Skiing is a particularly challenging sport. It requires a tremendous amount of additional effort - effort beyond the actual skiing - to accomplish. It requires heavy gear, tethering one’s self with weighty boots to skis, wearing multiple layers which do nothing if it’s too hot or too cold, and hauling oneself and one’s equipment to where one wants to go. You really have to want to ski to ski.
But therein lies the beauty. If one learns early enough or is open-minded enough, the payoff of skiing is well worth the colossal effort. It may just be in one run, in one moment, carving out one’s terrain on one’s terms, feeling in peak form. It can be that momentary glimpse of heaven, sailing down with weightless buoyancy on a cloudbed of powder and thinking – if but for a fleeting instant - wow, is this phenomenal!
It’s these instances we live for. The metaphor of skiing is clear. The greater the effort, the greater the persistence and sticking it out past perceptions of discomfort, disgruntlement, imperfection, weariness, tough elements, and demanding terrain, the bigger the transcendent pay off when it arrives – and it will. This is perhaps why it’s easier to teach young kids skiing than adults - not just the physicality of the sport, learned implicitly when younger, but the attitude. Skiing, like any challenge, requires a childlike suspension of critical fear in favor of curiosity.

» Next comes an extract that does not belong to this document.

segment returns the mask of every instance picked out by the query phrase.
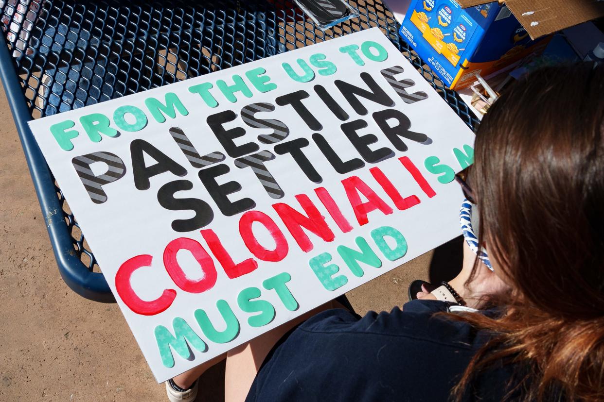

As we get older we get more complacent, more critical of effort, more critical of challenge. We are reluctant to learn new things, to put ourselves in a position of fresh-slate, unencumbered kids. We become better at finding issues with our challenges than understanding why they are worth our time. Ultimately, it is essential that we continue to remind ourselves that effort pays off. Ask anyone who really loves skiing.